General Dwight 'Ike’ Eisenhower during his travel to Warsaw said, paraphrasing, that Warsaw was more destroyed than anything he had ever seen. He also said that he wanted every American soldier to see it.
Our government – already under Soviet Union influence – decided to rebuild Warsaw. There was a common slogan: ‘All Poles are rebuilding their capital city’. And so they did. Many people came all around the country to work here, as well as many bricks and building materials were transported to Warsaw.
The capital was raising, but the new communist order was forcing changes in the appearance of the city. Many beautiful remnants of prewar city was destroyed and forbidden to rebuild. Instead of that, new buildings appeared, but in a new socialist realist style (the best example is the Palace of Culture and Science) and a new city layout.
Warsaw came alive once again.
Watch an interview with Henry N. Cobb, who passed away in 2020. He was an American architect. During his study-tour in Poland in 1947, about the post-war reconstruction, he took many colourful photos. They were showed in Warsaw in 2013 for the first time.
Warsaw history during time of communism
Forty years of communism was first of all the time for recovering after war wounds. The population of pre-war city was reached in 1970s. The reconstruction of the city was finished with rebuilding the Royal Castle in 1980s. By the way – the strikingly rebuilding of the Old Town and the Royal Castle was rewarded in 1980, when the entire complex has been placed on the UNESCO World Heritage List. New city became the goal for travels of Poles. One of the most common places to visit was the first Polish escalator, built near the Old Town.
Secondly in was time of building many dull and grey house estates, mainly with ten-floor blocks of flats. I used to live in one of them: lots of concrete, oil-painted walls, 49-square meters, three rooms. There was the courtyard in front of the block with a sandpit for children and a carpet stand, where children did flips. Carpet stands in Polish called TRZEPAK were a main center of social life then.
Warsaw was the capital, so many important places were here and among them the headquarter of Communist Party – the monument building in the center which even today is looked at with respect.
I remember very friendly people that time, who shared with each other their time and abilities (and even dishes).

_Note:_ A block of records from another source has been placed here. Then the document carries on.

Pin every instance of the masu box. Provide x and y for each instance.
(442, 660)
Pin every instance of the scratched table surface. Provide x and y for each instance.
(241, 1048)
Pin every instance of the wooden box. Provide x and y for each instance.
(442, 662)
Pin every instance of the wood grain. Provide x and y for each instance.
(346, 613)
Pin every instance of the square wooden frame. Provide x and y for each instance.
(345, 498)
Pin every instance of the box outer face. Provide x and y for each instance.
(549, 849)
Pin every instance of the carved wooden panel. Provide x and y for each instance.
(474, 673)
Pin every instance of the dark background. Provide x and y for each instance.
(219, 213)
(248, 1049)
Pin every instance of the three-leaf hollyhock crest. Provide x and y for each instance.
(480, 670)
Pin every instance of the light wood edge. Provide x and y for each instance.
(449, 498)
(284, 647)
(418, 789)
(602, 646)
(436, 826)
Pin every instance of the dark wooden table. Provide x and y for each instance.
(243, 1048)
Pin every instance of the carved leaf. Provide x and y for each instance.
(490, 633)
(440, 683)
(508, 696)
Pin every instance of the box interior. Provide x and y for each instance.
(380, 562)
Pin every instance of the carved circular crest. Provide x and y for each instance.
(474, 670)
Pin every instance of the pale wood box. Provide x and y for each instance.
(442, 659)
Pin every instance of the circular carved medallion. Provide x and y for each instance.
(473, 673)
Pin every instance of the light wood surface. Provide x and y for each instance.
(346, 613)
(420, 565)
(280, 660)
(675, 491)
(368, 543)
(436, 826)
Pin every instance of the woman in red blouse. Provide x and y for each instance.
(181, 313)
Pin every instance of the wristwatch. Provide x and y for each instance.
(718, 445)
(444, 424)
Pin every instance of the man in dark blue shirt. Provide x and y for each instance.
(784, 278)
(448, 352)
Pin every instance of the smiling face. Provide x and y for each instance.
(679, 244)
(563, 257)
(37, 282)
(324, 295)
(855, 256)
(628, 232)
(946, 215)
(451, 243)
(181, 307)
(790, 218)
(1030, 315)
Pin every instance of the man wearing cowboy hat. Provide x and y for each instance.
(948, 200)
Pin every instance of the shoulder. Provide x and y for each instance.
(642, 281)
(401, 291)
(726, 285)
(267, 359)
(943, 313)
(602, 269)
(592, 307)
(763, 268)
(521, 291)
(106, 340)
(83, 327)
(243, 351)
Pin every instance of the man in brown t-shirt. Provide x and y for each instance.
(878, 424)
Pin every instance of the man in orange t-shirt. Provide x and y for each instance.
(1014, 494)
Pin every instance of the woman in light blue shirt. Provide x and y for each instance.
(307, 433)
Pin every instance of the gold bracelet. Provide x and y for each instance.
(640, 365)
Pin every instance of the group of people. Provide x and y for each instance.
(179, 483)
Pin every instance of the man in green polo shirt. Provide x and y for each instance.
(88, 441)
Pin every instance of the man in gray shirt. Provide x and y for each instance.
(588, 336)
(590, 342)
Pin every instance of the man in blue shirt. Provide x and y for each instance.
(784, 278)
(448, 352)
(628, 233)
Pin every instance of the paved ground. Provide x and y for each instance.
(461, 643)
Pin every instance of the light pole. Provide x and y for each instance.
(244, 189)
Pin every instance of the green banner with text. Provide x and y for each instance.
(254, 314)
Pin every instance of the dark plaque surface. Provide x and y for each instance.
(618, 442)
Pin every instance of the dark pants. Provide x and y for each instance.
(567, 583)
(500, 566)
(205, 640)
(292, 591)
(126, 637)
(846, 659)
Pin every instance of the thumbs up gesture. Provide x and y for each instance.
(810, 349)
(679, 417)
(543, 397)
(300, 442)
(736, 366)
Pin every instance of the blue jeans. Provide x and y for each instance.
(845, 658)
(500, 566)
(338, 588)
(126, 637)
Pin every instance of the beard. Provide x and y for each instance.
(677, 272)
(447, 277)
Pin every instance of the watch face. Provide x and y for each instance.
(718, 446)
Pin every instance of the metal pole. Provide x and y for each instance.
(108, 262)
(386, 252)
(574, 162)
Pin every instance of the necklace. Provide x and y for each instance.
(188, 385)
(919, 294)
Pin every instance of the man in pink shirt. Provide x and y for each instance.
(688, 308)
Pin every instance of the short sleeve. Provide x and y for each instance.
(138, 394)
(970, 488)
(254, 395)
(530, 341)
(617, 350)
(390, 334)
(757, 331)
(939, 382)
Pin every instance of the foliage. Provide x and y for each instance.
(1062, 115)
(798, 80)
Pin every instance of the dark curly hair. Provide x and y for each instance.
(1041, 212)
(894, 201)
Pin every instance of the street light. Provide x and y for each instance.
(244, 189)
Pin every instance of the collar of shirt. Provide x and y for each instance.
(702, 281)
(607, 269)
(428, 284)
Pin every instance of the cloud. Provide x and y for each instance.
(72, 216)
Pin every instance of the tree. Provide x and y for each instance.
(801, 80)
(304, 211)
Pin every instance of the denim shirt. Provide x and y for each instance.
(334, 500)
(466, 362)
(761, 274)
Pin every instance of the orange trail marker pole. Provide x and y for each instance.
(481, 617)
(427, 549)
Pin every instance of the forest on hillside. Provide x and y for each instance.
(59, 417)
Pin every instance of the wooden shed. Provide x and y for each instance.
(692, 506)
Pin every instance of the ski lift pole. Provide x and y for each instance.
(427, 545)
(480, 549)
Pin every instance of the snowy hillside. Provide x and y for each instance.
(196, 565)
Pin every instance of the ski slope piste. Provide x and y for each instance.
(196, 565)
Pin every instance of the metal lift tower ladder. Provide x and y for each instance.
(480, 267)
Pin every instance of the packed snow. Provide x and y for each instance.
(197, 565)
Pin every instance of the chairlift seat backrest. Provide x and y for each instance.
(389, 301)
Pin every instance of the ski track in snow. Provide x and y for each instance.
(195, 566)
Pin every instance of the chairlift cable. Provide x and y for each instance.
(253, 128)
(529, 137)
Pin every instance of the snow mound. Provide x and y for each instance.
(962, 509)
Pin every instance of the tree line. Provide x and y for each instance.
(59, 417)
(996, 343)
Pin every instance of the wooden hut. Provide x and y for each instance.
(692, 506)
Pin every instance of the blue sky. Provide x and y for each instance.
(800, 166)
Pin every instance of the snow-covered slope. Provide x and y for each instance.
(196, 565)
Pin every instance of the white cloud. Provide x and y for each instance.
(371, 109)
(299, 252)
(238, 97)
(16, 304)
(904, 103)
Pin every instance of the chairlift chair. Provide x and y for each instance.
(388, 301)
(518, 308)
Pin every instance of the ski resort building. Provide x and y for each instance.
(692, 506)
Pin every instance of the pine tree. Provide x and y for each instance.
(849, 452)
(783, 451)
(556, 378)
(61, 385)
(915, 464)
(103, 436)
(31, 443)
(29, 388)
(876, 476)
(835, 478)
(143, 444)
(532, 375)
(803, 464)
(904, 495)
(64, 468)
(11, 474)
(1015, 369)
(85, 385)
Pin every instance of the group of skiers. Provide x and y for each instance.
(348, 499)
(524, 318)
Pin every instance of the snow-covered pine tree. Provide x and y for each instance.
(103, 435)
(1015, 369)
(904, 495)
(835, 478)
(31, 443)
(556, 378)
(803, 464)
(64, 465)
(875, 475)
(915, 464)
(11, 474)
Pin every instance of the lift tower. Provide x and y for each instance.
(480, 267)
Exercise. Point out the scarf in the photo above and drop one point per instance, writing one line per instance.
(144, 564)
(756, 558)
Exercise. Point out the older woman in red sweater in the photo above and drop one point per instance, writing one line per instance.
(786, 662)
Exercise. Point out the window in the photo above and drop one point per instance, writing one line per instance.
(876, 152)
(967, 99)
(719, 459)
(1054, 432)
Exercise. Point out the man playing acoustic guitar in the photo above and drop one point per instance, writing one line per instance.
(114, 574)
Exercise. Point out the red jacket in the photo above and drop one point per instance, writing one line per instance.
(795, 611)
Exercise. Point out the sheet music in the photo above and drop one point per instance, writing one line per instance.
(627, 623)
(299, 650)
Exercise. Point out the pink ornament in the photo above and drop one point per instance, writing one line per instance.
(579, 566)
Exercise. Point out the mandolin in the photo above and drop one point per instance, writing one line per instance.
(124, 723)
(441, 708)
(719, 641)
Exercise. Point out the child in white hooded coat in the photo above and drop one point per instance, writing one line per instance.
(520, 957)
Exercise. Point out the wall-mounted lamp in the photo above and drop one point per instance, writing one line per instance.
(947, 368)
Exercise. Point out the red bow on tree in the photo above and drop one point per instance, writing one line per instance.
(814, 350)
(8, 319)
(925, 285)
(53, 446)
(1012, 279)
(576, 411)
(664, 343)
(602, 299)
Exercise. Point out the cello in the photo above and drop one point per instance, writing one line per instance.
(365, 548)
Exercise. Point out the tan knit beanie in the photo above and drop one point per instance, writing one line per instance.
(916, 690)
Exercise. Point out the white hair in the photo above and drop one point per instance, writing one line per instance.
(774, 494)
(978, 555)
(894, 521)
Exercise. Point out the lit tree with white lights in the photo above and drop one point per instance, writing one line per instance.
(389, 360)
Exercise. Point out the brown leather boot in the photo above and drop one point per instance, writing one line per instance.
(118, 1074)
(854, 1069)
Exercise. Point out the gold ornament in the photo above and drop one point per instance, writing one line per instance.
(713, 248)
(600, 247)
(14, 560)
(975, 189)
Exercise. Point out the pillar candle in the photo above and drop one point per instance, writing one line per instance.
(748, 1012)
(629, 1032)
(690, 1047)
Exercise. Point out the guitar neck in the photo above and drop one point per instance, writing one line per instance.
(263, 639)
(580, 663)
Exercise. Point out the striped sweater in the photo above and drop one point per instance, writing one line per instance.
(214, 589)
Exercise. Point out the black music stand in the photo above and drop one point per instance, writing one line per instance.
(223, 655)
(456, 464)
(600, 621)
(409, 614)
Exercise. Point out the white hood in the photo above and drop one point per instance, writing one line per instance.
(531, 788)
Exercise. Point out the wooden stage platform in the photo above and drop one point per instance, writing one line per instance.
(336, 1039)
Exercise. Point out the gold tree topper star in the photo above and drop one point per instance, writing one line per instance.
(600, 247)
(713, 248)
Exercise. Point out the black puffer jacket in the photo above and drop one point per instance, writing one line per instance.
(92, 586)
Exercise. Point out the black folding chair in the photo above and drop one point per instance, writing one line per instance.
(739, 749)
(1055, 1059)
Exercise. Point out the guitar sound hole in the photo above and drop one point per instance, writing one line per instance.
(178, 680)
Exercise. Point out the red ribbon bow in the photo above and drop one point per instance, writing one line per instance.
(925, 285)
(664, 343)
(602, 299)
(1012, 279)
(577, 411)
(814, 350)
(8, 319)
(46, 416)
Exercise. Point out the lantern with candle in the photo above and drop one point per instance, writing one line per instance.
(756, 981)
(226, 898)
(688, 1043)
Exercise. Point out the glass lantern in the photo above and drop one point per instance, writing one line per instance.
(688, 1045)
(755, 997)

Children had social contacts on a very high level. There was no internet and smartphones and TV was very poor, so they were forced to play with each other. Going ‘on the courtyard’ after school was normal. Unfortunately, today many games on a fresh air are forgotten.
The collapse of communism
It was late 1980s when communism stopped to be the main and the only one system of ruling in Poland. After a free election in 1989 we slowly became a democratic society. The capital was the first place to be changed.
Do you know that our first sign of freedom was a hotel? The first, western skyscraper was Marriott hotel built in the center near the Central Railway Station. It is still a hotel, but its outfit looks a bit old fashion today.
The first McDonald’s in Poland opened in Warsaw in June 1992 (I remember that!) in the very center. The construction cost was one million dollars and on the opening day a world record was set for the number of transactions – 13 300.
Warsaw started to be a new, western city.